I am ‘doing’ a seminar slot at BETT 2010 on creativity … this is what I said about it some time ago:
Creativity is a commodity that we must develop in all of our young people. Sir Ken Robinson argues that we are educating them into a world in which we have no idea of what skills and techniques they will need to get the best from their lives and become active, healthy participants in developing and supporting the lives of others. Creativity could easily be one of the keys in the lock that opens the door to a world in which people respond to challenges and passions in a way that marks them out as individuals but also as engaged participants in an exciting, developing environment. Jim Rose in his review of primary education in England has commended ICT as the third core subject in this development and has seen it as sitting closely alongside ‘personal development’. Creativity is a fundamental part of personal development. The session will focus on tools and content which support the notion that creativity is in the hands of the user and its power is personal. From traditional ways that work to the ’Cloud’ and on to personal devices, from smart objects to the personal web the session will weave a pathway towards a stance where allowing for the development of creativity is seen as an essential component for the balancing of an education and hence a life.

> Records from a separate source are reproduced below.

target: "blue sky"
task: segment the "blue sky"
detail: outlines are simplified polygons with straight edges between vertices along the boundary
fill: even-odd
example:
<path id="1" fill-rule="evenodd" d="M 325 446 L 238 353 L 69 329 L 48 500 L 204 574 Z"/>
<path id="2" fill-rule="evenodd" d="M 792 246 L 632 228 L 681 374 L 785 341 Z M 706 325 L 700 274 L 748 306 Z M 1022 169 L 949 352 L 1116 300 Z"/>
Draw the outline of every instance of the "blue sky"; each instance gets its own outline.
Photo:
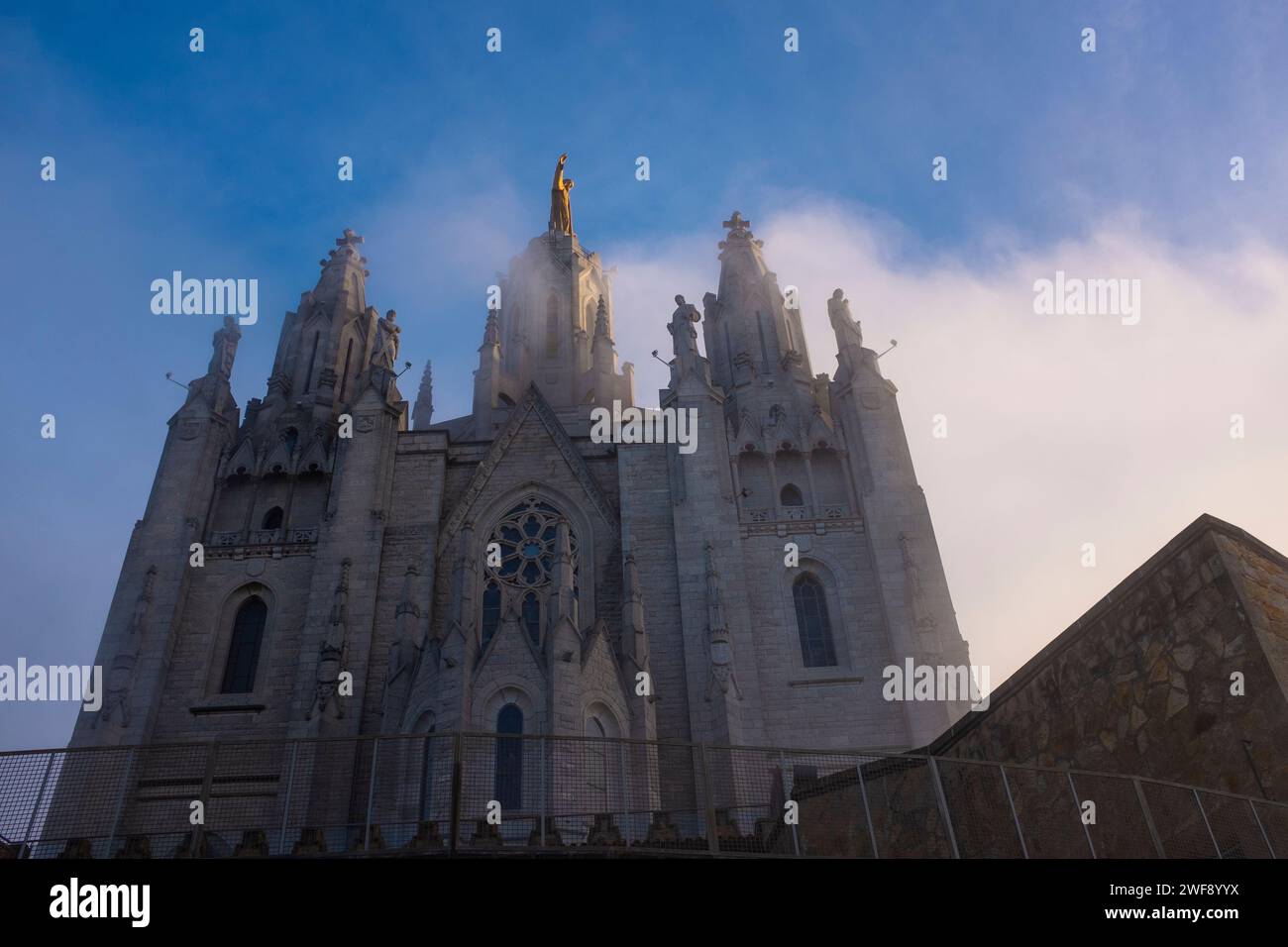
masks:
<path id="1" fill-rule="evenodd" d="M 368 301 L 398 309 L 410 379 L 434 359 L 447 417 L 468 410 L 484 287 L 544 229 L 562 151 L 577 231 L 609 265 L 708 241 L 707 285 L 665 294 L 714 286 L 735 206 L 781 220 L 826 201 L 876 222 L 878 253 L 905 271 L 988 268 L 1123 215 L 1168 253 L 1279 250 L 1285 19 L 1273 3 L 1121 0 L 6 4 L 0 664 L 93 658 L 182 399 L 164 375 L 200 375 L 216 327 L 153 316 L 152 280 L 259 280 L 233 378 L 245 405 L 263 396 L 282 314 L 353 227 Z M 188 50 L 193 26 L 205 53 Z M 57 182 L 40 180 L 45 155 Z M 336 178 L 341 155 L 353 182 Z M 936 155 L 947 183 L 930 178 Z M 665 348 L 667 314 L 632 338 Z M 46 412 L 54 441 L 39 437 Z M 0 707 L 0 747 L 59 745 L 72 716 Z"/>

Remember: There is nothing in a caterpillar that tells you it’s going to be a butterfly. – Buckminster Fuller
Today The Guardian Supplement followed up with this :
The obsession over the last decade with narrow, academic targets and tightly-drawn lesson plans has driven out much of the spontaneity and fun of learning, says Dickinson. “We are squandering children’s creativity and we are almost wasting their childhood with this obsession with skill-based, academic education.”
He argues that modern information and communication technology is opening up a new world of creative opportunities for children. Creative play is no longer just about activity sets and brick trolleys. “We have to give children the opportunity to be creative in their world, not ours. They have opportunities to do things that we never had and we shouldn’t minimise the things they do with modern technology just because we did things differently,” he says.
Creativity is such a powerful motivational tool … let’s not waste it … let’s educate for it!